Uploading Files for Analysis¶
To upload to the FOSSology database you must be logged in to the FOSSology UI.
Using the default User Interface, clicking on the main Upload menu item will bring up this screen:
FOSSology has four options for uploading files for analysis. The options vary based on where the data originates from and whether you wish to save the upload and analysis results to your FOSSology database. The data may be located:
- On your local system. Select the option Upload -> From File to select and upload the file. While this can be very convenient (particularly if the file is not readily accessible online), uploading via your web browser can be slow for large files, and files larger than 650 Megabytes may not be uploadable.
- On a remote server. Use the Upload -> From URL option to specify a remote server. This is the most flexible option, but the URL must denote a publicly accessible HTTP, HTTPS, or FTP location. URLs that require authentication or human interactions cannot be downloaded through this automated system.
Either of the above two options will save the upload, perform the default analysis (determined on a per user basis) and store the results to the database.
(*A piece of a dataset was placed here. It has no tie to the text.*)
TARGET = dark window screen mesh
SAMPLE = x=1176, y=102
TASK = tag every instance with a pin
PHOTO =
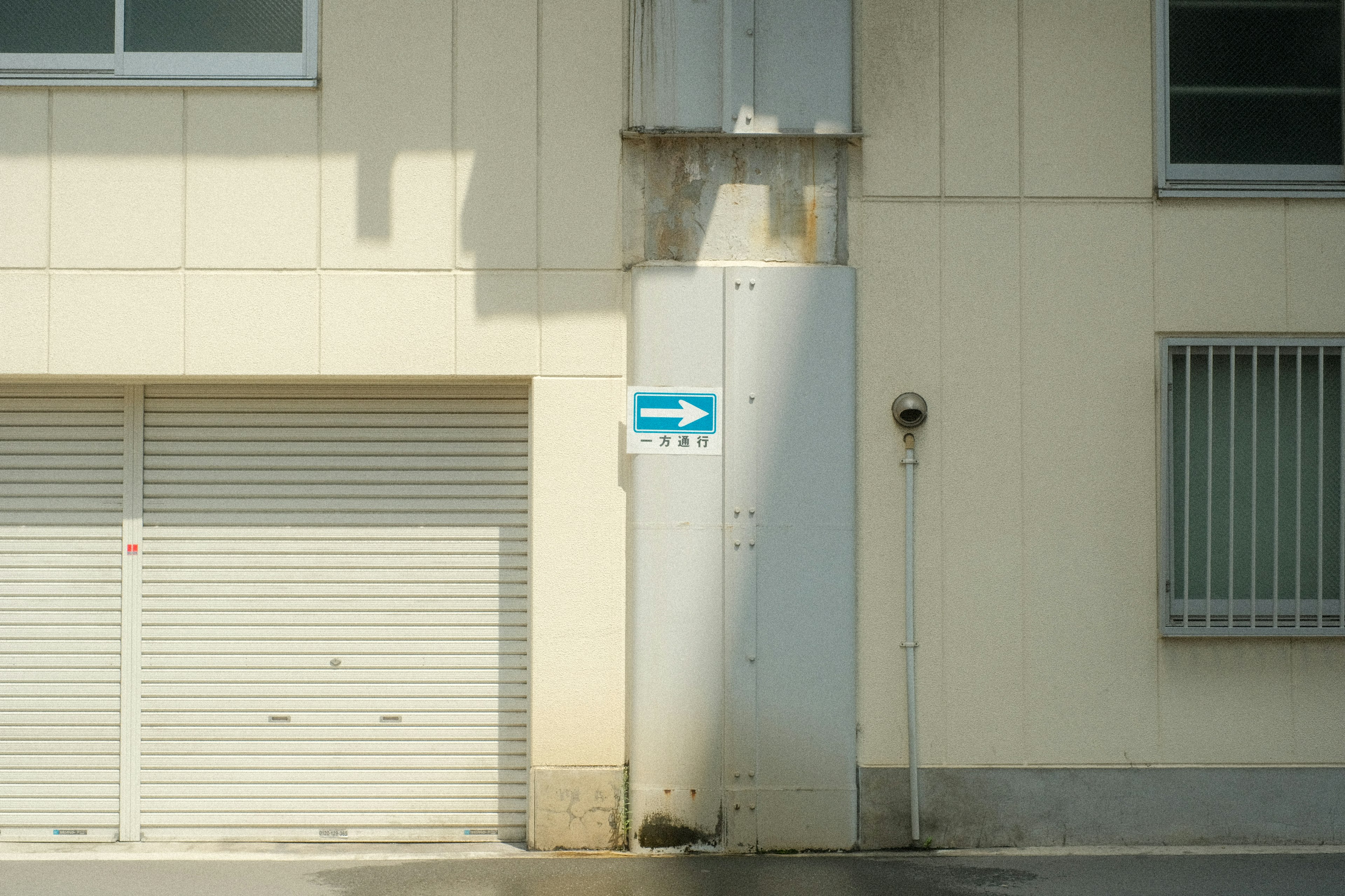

For advanced usage, the Upload -> From URL option allows multiple files or directories to be uploaded by using comma-separated lists of name suffixes or patterns to select or exclude as entries to be uploaded. These options are for users who are comfortable using wildcards and patterns. For example, to select all the iso files in the direcotory NewISOs, the select field would contain: 'iso'. If there is no exclusion list, then all files matching the selection criteria will be uploaded. The recursion depth default setting is 1. This allows uploading all files refrenced on the page link or all the files in a directory. To include sub-directories, increase the recursion depth. Setting the recursion depth to more than five could result in very large data uploads which might use all the available disk space and slow the network down considerably. Use this option with care. A large amount of data could be uploaded. Make sure the FOSSology server has enough room to hold the uploaded data and analysis.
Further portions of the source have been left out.